きみのポケットに入ってた恋

 教室棟とは別棟の一画、特別教室が集まっている中に生物室はある。授業を終えた希美と由佳はそこで一緒に授業の片付けをしていた。希美の手が止まる。クラスメイトの男子生徒が希美に話しかけたからだ。

「香坂、先輩が来てる」

 心当たりがなく、希美は首を傾げる。

「委員会の……何かだって。速水先輩って人」

 希美は少しだけ目を見開いた。そのまま理科室の扉の方を見る。きまり悪そうに立っている礼司が目に留まった。希美は男子生徒に目を戻し、軽く頭を下げる。

「あ、ありがとう。すぐ行く」
「うん。じゃ」

 去っていく男子生徒に重ねるように、由佳が口を開いた。

「なんだろね。ほら、荷物持っとく」
「あ、ありがとう。ごめんね」

 由佳は希美の荷物を取り上げるように受け取る。

「いーよそんな。はやく行きな。教室まで歩いてるから」
「うん。わかったありがと」

 由佳に見送られ、希美は礼司の方にパタパタと歩いていった。



 片手をポケットの中に入れ、礼司はスマホを見ていた。駆け寄った希美が声をかける。

「速水先輩!」

 呼びかけを聞いた礼司が顔を上げた。

「ああ。香坂」
「はい」

 希美はこくんと頷く。礼司は少し困ったような表情をしていた。

「急にごめん。風紀チェック担当表欲しくて。橋村が昼休みには出して欲しいって急に言いやがったから。

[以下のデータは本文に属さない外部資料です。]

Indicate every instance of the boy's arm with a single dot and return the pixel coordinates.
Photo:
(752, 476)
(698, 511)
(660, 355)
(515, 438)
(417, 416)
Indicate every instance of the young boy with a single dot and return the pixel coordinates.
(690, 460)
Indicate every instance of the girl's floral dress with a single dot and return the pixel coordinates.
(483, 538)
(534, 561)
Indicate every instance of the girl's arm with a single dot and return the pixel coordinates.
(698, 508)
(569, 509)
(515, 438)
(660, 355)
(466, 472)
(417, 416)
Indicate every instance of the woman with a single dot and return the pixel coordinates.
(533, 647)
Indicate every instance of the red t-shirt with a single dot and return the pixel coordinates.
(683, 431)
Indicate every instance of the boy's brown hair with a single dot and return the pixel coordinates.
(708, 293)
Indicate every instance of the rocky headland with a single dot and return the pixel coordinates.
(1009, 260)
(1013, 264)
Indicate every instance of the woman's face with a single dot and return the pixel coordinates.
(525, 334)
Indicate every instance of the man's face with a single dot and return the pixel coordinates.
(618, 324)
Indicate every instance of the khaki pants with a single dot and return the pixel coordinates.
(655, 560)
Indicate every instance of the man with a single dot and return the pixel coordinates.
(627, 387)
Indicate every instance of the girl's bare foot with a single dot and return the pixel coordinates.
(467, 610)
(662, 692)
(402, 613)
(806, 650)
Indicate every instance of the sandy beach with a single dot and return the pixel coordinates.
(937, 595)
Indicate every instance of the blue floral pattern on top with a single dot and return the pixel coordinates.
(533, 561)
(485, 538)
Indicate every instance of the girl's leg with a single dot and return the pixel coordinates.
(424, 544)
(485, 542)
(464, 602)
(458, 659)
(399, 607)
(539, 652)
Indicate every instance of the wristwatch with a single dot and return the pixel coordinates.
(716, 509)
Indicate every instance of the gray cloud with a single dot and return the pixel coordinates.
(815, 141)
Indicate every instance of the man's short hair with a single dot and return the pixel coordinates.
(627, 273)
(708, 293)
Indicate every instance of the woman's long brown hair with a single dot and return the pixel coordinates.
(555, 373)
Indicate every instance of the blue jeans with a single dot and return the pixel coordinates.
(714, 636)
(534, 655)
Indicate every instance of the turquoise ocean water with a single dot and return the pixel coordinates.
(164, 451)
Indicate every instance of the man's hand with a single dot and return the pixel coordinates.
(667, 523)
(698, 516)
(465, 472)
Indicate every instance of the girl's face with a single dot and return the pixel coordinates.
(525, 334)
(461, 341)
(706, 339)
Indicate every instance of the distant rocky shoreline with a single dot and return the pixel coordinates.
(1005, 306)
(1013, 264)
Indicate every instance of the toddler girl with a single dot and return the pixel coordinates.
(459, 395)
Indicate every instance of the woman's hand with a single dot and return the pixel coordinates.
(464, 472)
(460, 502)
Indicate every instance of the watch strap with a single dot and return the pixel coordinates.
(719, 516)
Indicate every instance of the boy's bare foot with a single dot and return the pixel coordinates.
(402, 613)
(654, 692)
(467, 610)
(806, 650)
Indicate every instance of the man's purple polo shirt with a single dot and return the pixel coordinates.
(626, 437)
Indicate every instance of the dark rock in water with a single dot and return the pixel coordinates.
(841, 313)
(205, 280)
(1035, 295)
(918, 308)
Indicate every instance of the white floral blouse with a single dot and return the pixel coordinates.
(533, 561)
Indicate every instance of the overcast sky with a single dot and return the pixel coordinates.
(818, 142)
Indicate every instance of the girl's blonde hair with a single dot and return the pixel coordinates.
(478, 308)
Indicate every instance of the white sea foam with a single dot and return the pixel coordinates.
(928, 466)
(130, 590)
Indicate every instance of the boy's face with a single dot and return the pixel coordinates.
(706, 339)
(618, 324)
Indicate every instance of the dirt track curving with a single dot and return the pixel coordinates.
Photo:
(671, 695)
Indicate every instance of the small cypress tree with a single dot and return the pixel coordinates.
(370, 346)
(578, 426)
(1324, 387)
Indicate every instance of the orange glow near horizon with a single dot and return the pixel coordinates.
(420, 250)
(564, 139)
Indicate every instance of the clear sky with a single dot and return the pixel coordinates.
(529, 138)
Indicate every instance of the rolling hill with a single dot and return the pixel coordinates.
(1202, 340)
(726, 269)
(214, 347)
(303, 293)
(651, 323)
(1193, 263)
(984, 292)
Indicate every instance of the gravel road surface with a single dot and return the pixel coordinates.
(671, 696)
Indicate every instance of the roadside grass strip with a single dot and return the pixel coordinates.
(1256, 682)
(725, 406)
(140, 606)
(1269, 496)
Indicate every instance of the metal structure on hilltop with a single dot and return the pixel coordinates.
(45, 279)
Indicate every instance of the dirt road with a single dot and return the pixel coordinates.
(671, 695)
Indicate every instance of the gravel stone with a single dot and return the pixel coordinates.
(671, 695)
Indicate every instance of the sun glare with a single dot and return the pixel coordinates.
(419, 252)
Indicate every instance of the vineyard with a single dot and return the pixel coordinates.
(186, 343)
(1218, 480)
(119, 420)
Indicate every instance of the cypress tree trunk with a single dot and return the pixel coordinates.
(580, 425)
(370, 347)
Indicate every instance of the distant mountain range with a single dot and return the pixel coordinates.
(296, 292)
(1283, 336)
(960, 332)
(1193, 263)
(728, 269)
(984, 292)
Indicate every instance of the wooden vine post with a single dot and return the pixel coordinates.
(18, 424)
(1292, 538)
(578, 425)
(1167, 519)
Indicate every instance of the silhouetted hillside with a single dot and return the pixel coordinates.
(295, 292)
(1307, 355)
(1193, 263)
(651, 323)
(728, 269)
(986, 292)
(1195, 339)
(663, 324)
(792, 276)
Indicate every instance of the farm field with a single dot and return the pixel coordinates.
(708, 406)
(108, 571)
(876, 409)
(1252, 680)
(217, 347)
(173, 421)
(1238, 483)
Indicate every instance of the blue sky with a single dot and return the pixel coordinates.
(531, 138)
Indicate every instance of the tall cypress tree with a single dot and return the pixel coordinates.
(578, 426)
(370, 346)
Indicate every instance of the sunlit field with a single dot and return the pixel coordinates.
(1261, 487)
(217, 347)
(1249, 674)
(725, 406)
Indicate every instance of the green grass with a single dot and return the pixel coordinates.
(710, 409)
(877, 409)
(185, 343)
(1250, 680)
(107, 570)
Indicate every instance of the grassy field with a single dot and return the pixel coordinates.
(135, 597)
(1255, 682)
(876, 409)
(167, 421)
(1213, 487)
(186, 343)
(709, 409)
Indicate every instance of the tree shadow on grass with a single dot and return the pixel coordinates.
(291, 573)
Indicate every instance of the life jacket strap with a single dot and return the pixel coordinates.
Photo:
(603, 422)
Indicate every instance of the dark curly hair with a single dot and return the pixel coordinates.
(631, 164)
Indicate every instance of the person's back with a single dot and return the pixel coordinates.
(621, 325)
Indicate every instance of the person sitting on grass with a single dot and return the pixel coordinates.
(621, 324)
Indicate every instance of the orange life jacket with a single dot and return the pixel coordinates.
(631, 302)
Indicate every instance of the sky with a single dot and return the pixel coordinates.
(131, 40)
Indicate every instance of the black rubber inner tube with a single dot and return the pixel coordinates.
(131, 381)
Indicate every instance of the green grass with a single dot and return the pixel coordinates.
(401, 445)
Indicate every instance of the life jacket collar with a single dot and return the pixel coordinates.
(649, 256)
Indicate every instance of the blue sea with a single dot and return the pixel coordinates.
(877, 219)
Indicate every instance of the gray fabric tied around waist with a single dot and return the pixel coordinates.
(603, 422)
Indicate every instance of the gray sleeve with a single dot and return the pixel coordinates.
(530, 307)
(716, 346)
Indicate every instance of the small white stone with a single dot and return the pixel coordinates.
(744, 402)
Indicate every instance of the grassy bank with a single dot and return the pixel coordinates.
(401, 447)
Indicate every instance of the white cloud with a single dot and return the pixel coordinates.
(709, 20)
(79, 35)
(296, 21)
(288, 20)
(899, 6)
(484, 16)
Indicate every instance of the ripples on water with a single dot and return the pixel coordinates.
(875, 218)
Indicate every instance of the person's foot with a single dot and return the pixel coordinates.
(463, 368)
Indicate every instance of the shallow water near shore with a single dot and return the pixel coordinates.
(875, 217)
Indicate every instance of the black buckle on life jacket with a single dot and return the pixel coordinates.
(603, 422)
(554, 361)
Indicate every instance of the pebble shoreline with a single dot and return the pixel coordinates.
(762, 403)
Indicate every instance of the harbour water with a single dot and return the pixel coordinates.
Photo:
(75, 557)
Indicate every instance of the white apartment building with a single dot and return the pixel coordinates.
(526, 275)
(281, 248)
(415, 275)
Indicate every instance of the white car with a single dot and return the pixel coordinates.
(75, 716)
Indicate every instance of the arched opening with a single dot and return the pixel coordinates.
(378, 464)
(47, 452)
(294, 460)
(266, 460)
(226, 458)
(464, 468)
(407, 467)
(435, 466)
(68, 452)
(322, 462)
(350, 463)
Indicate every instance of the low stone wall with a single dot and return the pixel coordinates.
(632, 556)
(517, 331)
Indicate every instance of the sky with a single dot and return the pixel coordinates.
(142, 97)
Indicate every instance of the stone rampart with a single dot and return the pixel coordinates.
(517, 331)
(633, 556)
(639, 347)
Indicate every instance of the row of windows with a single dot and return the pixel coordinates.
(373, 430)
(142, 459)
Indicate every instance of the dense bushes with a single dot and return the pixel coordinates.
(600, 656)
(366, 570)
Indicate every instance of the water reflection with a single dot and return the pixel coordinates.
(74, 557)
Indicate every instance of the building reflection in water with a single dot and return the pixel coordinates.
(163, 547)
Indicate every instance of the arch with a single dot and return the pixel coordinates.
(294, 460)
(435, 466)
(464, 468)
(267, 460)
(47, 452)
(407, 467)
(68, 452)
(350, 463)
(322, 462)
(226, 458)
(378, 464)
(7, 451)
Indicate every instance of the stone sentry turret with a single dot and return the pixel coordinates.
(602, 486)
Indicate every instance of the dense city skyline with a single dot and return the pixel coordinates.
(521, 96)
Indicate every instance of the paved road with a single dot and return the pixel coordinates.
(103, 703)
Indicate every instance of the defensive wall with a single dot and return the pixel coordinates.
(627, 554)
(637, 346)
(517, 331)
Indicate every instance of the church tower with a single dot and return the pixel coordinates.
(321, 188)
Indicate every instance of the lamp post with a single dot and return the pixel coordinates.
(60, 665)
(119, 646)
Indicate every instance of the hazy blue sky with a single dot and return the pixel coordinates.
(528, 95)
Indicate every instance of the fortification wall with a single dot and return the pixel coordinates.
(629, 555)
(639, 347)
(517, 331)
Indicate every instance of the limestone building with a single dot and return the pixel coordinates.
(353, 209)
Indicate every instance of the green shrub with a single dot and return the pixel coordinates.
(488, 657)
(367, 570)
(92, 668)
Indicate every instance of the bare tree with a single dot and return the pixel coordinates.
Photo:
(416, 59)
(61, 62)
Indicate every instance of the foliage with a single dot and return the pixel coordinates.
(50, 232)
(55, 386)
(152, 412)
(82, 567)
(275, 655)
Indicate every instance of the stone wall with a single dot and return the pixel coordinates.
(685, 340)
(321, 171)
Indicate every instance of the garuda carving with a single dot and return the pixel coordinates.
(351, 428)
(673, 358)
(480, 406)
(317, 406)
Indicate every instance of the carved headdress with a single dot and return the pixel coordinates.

メッセージ見たか?」
「あ、すみません。見てなかった……」

 希美はスカートのポケット越しにスマホを見る。

「そうかなと思った」
「教室にあります。えっと、取りに……」

 人差し指を口元に持っていき、希美は思考を巡らせた。かぶせるように礼司が発言する。

「一緒に行っていい?」
「あ、はい……こっちです」

 希美は面食らいつつ、なんとか言葉を絞り出した。おずおずと廊下を指さす。礼司は無言で同意した。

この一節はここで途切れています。